Пассажиры смотрели в её небольшие глаза, на скомканную фигурку с близкой слезой и вспоминали каждый своё горе – а самым большим горем в пятидесятые у всех была война, уже слегка остудившая боль душевных ран, но ещё не отпустившая вовсе людей. Нищенка переходила в другой вагон, оставив после себя странное какое-то чувство. Даже Славка ощущал в себе это чувство. Он никогда никому, и ей в том числе, не подавал. Он стеснялся смотреть нищим в глаза. Он боялся увидеть в их глазах такое, чего он ещё не знал, чего ему знать не дано. Он лишь замечал, что в глазах и осанках пассажиров прибавлялось гордости.

 

За окном вагона, за огромным полем горкой трепетал на солнце крест Домодедовской церкви. По вагону шла, не спеша, глухонемая, и всё настойчивей и резче звучал её сдавленный требовательный голос:

 

– Мы-мы-мы!

 

Она подошла к последнему отсеку. Славка сжался, не зная, что делать: она сейчас повернётся к нему и скажет:

 

– Мы-мы-мы! Подай, мальчик, копеечку.

 

Месяц назад он с мамой в Москву ехал. Она ему дала медь и тихо, но настойчиво, сказала: «Подай!»

 

Сейчас у него всего-то и было денег, что на метро туда и обратно, на автобус № 6 или № 39, или на троллейбус № 8, да всего на одно «эскимо» на палочке.
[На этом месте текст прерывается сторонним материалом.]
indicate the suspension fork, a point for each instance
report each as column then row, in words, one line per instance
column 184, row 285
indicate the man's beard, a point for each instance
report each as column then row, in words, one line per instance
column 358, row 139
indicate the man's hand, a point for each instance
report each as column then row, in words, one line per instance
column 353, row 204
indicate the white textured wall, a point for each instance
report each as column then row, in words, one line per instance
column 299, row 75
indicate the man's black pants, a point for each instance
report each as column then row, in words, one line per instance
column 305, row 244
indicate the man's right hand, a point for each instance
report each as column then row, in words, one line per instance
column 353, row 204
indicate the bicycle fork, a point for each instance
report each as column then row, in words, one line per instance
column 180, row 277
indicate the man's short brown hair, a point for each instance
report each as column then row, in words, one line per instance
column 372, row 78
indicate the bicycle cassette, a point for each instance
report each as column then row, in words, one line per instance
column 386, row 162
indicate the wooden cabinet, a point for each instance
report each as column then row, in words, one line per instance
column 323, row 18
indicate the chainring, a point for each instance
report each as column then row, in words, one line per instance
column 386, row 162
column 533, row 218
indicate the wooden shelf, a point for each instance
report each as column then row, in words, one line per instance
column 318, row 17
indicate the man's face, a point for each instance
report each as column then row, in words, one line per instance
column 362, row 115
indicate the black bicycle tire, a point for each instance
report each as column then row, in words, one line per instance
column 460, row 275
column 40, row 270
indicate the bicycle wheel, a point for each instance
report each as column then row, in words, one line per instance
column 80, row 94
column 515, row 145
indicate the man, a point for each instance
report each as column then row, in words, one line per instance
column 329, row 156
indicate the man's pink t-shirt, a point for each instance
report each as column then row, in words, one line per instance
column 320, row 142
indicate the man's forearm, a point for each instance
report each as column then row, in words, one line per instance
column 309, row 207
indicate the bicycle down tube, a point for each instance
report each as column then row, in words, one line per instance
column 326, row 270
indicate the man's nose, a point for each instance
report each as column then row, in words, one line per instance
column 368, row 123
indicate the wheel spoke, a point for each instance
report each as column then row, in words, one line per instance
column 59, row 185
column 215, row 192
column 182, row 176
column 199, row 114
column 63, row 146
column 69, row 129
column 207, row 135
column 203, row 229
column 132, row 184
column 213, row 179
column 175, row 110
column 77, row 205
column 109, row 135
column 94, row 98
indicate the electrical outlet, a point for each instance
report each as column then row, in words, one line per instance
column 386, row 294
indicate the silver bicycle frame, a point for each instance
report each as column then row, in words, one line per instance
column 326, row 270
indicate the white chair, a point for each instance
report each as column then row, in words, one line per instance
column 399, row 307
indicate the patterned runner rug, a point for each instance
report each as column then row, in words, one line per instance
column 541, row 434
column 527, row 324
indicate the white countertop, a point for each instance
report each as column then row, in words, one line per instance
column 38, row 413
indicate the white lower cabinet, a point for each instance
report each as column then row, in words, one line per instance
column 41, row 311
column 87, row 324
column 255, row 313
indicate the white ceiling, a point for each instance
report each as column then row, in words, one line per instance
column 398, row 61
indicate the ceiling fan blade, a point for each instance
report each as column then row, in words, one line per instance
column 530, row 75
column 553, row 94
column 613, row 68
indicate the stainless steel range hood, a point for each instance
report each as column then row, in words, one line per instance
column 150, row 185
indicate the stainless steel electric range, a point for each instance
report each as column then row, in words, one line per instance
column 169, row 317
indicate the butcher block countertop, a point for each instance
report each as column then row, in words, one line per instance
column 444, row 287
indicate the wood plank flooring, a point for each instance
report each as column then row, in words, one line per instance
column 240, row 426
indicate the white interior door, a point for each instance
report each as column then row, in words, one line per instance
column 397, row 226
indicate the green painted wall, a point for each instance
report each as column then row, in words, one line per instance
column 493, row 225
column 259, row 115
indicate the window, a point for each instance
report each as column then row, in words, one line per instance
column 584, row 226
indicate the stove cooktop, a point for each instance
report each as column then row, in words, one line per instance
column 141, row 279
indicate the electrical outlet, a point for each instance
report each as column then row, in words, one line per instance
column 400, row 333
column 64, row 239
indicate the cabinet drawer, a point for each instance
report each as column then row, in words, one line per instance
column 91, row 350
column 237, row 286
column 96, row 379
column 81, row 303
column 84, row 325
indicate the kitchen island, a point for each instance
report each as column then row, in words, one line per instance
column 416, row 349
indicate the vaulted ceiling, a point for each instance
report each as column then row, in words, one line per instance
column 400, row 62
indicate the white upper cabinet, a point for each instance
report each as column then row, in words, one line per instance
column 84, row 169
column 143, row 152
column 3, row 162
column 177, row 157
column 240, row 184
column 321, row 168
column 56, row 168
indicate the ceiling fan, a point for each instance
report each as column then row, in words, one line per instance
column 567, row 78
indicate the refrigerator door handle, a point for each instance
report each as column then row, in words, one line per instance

Нищая повернулась в противоположную от него сторону, и не успела сказать «Мы-мы-мы», как сидевший напротив Славки мужчина достал из внутреннего кармана пиджака пятирублёвую бумажку и медленно протянул ей. Не положил в просящую ладонь, а остановил пятирублёвку перед ней: возьми сама. Левая рука нищей потянулась за подаянием. Но она заставила себя держать ладонь пол-яичком, вверх. И мужчина вложил деньги в её ладонь. Она зарделась, будто её объяснились в любви, но быстро взяла себя в руки, переложила купюру в боковой, внутренний карман жакета.

 

Славка напрягся – пришла его очередь.

 

Нищенка, однако, словно забыла о нём. Она повернулась к людям и, не скрывая радости, махая правой рукой с раскрытой ладонью и левой рукой с ладонью лодочкой, выдавила из груди:

 

– Мы-мы-мы!

 

И пошла на выход, будто Славки в вагоне и не было. Но он был. Он исподлобья глянул на мужчину напротив, почему-то покраснел: тот сидел очень довольный собой, важное дело сделал.

 

 

Коммунистическая шерсть

 

Коммунистическая шерсть из Константиновской ковровой фабрики появилась на Жилпосёлке в те восторженные годы, когда страна радовалась первым полётам советских космонавтов, а значительная часть населения Советского Союза с трепетным волнением слушала, читала и смотрела на экранах кинотеатров и телевизоров КВН с линзой выступления лидеров коммунистической партии, обещавших верным строителям нового общества коммунизм через двадцать лет. В те же годы шерстяная пряжа стала уступать позиции искусственной. И в те же годы что-то случилось с глухонемой нищей, вдруг посуровевшей.

 

Раньше-то она была не то чтобы весёлая, но спокойная, тихая. Входила в вагон, поправляла старый, когда-то дорогой жакет, грустно смотрела людям в глаза и выдавливала из себя единственный, дарованный ей Богом звук:

 

– Мы-мы-мы!

 

В первой половине пятидесятых годов добрые люди подавали ей исправно. Они выходили с московскими покупками на перрон, садились в автобус и ехали на посёлок по Каширке, затем по Банковскому шоссе, хоть и не ровному, но прочному, надёжному, построенному немецкими военнопленными. Немцы же возвели и часть посёлка и раньше запланированного времени уехали на свою родину. О военнопленных в конце пятидесятых на посёлке редко вспоминали. Не до этого было. А уж в начале шестидесятых и подавно.

 

Тут тебе и баян по вечерам за окном, и футбол по КВН, и концерты. И опять же космос, который словно бы ближе стал к жилпоселовским обитателям. А когда дело шло к ночи да затихал на посёлке гомон людской, появлялась в коммуналках коммунистическая шерсть. Два рубля килограмм ковровой шерсти на бабин– это, если руки есть, свитер мужу и свитер сыну или дочери. В 5–10 раз дешевле, чем в магазине покупать. Сплошная выгода. За рубль можно было купить чуть ли не полтора килограмма вигоневой пряжи. Тоже выгода приличная.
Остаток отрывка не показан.